TechCrunch is not naming the government website because the data is still available online, according to Markopoulos, and we haven’t heard back from any of the Bangladeshi government organizations that we emailed asking for comment and alerting of the data exposure.
In Bangladesh, every citizen aged 18 and older is issued a National Identity Card, which assigns a unique ID to every citizen. The card is mandatory and gives citizens access to several services, such as getting a driver’s license, passport, buying and selling land, opening a bank account, and others.
Bangladesh’s CIRT, the government’s press office, its embassy in Washington, D.C. and its consulate in New York City did not respond to requests for comment.
Markopoulos said finding the data “was too easy.”
“It just appeared as a Google result and I wasn’t even intending on finding it. I was Googling an SQL error and it just popped up as the second result,” he told TechCrunch, referring to SQL, a language designed for managing data in a database.

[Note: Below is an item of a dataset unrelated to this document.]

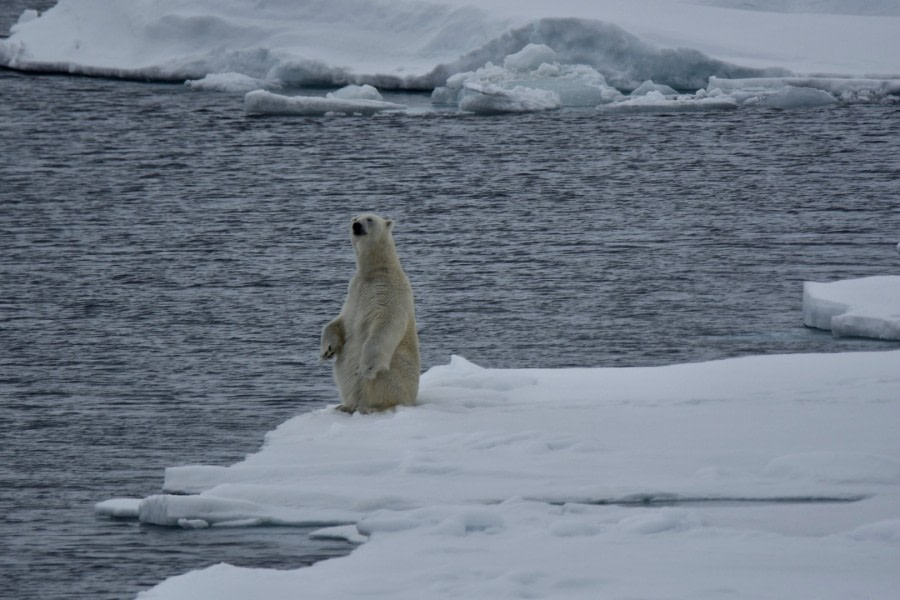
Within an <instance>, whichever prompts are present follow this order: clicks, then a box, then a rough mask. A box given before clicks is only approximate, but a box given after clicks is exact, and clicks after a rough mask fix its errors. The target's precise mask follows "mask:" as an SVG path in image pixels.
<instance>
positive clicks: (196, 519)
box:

The exposure of email addresses, phone numbers and national ID card numbers is bad on its own, but Markopoulos said that having this type of information could also “be used in the web application to access, modify, and/or delete the applications as well as view the Birth Registration Record Verification.”
Additional reporting by Jagmeet Singh.
Correction: A previous version of this story referred to the Bangladeshi e-Government Computer Incident Response Team with the acronym CERT. In fact, the correct acronym is CIRT. This story was updated after the leak was resolved.